The notebook sets `explanation_direction` and `granularity` as variables for later reference.

In [14]:
direction = "chronological"
granularity = "fine_grained"

Only then does the notebook create the `AsymmetricShapleyValueConfig` object.

In [15]:
asym_shap_val_config = AsymmetricShapleyValueConfig(
    direction=direction,
    granularity=granularity,
    num_samples=9,  # (dimension of target_time_series + dimension of related_time_series) ^ 2
    baseline={
        "target_time_series": "zero",
        "related_time_series": "zero",
        "static_covariates": {
            "mosfets": [0, 1],
            "interpol": [1, 1],
        },
    },
)

### Create `TimeSeriesDataConfig`

A `TimeSeriesDataConfig` object is used to configure data I/O settings specific to TSX. It takes the following arguments:

- `target_time_series`: A string or a zero-based integer index. Used to locate the target time series in the shared input dataset. If this parameter is a string, then all other parameters must also be strings or lists of strings. If this parameter is an int, then all others must be ints or lists of ints.
- `item_id`: A string or a zero-based integer index. Used to locate item id in the shared input dataset.
- `timestamp`: A string or a zero-based integer index. Used to locate timestamp in the shared input dataset.
- `related_time_series`: Optional. An array of strings or array of zero-based integer indices. Used to locate all related time series in the shared input dataset (if present).
- `static_covariates`: Optional. An array of strings or array of zero-based integer indices. Used to locate all item metadata fields in the shared input dataset (if present).
- `dataset_format`: Optional. A string which describes the format of the data files provided for analysis. Should only be provided when dataset is in JSON format. Currently, we support `columns` and `timestamp_records` where example mock data files `ts_cols.json` and `time_series_mock_data.json` are provided respectively.

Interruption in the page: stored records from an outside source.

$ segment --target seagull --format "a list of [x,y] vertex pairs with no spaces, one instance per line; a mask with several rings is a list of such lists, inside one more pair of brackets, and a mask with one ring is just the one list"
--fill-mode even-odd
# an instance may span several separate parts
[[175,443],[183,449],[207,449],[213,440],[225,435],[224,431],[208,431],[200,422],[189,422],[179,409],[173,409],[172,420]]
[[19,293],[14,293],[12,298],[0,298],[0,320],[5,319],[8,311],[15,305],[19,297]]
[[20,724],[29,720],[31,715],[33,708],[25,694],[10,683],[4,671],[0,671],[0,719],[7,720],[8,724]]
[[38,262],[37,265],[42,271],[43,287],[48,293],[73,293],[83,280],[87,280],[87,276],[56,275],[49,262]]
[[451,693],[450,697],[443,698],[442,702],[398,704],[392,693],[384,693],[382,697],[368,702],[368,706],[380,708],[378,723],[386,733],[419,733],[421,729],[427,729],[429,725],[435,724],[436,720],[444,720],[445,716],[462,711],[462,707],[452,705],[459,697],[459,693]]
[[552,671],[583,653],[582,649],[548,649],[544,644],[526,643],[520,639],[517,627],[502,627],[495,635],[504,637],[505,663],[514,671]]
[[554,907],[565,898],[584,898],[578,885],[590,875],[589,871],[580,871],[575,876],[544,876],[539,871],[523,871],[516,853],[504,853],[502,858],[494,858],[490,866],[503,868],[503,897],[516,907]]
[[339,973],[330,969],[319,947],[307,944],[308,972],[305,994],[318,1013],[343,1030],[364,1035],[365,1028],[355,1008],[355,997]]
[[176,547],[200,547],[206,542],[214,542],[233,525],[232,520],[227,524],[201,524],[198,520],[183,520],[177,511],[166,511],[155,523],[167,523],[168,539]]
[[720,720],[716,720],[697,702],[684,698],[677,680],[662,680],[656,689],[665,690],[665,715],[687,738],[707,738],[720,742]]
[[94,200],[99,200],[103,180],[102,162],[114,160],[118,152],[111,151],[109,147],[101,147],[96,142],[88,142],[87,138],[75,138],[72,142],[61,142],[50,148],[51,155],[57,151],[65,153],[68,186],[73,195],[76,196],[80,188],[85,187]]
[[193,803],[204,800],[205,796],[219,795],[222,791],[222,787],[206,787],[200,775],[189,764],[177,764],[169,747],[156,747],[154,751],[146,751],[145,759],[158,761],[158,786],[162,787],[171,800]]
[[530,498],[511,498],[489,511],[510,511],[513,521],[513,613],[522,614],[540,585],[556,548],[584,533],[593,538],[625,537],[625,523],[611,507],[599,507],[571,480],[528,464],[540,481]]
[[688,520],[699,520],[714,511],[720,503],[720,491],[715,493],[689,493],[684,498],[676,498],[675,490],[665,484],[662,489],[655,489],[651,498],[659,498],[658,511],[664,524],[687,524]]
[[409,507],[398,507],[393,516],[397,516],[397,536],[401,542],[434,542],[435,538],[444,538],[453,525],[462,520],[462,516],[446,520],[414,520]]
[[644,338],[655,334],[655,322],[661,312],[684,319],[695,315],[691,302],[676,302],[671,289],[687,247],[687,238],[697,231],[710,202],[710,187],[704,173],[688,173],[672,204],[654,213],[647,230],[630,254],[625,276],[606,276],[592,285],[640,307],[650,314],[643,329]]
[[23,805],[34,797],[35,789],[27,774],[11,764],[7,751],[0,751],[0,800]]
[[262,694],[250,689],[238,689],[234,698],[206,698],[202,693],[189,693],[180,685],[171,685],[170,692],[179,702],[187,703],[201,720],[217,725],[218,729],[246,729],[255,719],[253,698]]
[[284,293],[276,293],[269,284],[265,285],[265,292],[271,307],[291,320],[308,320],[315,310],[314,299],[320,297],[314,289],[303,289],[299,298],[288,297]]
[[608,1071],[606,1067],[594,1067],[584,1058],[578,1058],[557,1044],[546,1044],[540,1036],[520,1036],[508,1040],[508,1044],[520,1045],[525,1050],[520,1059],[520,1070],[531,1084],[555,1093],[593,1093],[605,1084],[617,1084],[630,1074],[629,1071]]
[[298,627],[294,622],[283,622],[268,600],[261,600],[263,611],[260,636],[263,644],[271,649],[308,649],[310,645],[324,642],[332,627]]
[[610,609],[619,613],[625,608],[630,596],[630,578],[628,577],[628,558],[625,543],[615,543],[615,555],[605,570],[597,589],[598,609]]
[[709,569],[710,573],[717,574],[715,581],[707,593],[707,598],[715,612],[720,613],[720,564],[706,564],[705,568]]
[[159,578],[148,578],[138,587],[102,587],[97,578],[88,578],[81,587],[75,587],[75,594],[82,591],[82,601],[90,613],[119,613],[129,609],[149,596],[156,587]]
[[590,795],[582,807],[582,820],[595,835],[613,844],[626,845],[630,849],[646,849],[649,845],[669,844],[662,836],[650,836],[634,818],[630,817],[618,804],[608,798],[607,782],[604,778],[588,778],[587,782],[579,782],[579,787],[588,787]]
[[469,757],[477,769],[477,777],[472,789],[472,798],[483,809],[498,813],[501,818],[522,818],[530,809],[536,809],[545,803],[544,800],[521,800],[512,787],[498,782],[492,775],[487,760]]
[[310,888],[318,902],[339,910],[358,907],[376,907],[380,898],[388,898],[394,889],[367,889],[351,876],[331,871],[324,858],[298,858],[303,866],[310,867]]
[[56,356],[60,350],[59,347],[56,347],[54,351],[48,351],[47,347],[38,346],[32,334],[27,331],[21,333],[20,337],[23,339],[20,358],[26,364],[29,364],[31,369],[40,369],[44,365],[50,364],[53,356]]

This `TimeSeriesDataConfig` helps the container to parse the data needed for the analysis. Any additional data columns will be excluded if not providing corresponding Jmes_path to locate them.

In [16]:
ts_data_config = TimeSeriesDataConfig(
    target_time_series="[].target_value",
    item_id="[].item_id",
    timestamp="[].timestamp",
    related_time_series=[f"[].dynamic_feature_{x+1}" for x in range(3)],
    static_covariates=["[].static_feature_1", "[].static_feature_2"],
    dataset_format=TimeSeriesJSONDatasetFormat.TIMESTAMP_RECORDS,
)

### Create `TimeSeriesModelConfig`

A `TimeSeriesModelConfig` is used to configure model settings specific to TSX. At the moment it has only one argument:

- `forecast`: JMESPath expression to extract the forecast result.

In [17]:
ts_model_config = TimeSeriesModelConfig(
    forecast="predictions[*].mean",
)

### Create DataConfig

General information about the dataset the TimeSeries model uses is provided to `DataConfig`. Here, we are providing where to retrieve the dataset, where to output the explainability job results, what format the dataset is in, and our TSX specific data settings.

In [18]:
input_uri = bucket_uri + "data/" + dataset_name
output_path = bucket_uri + "output"

data_config = DataConfig(
    s3_data_input_path=input_uri,
    s3_output_path=output_path,
    dataset_type="application/json",
    time_series_data_config=ts_data_config,
    headers=[
        "item_id",
        "timestamp",
        "target_value",
        "dynamic_feature_1",
        "dynamic_feature_2",
        "dynamic_feature_3",
        "static_feature_1",
        "static_feature_2",
    ],
)

### Create ModelConfig

With `ModelConfig` is configured here, Clarify will deploy the specified model to a new endpoint.

In [19]:
model_config = ModelConfig(
    endpoint_name=endpoint_name,
    content_type="application/json",
    accept_type="application/json",
    content_template=c_template,
    record_template=r_template,
    time_series_model_config=ts_model_config,
)

It is also possible to specify an existing endpoint for Clarify to use with the following modifications to the `ModifyConfig` call:

1. Omitting `model_name`, `instance_count`, `instance_type`, and `endpoint_name_prefix`.
2. Provided `endpoint_name`.

### Setup Processor

Create the `Processor` object that will setup the explainability job.

In [20]:
instance_count = 1
instance_type = "ml.c5.2xlarge"

clarify_processor = SageMakerClarifyProcessor(
    role=role,
    sagemaker_session=sagemaker_session,
    instance_count=instance_count,
    instance_type=instance_type,
    job_name_prefix="clarify-tsx-job-demo",
)

INFO:sagemaker.image_uris:Defaulting to the only supported framework/algorithm version: 1.0.
INFO:sagemaker.image_uris:Ignoring unnecessary instance type: None.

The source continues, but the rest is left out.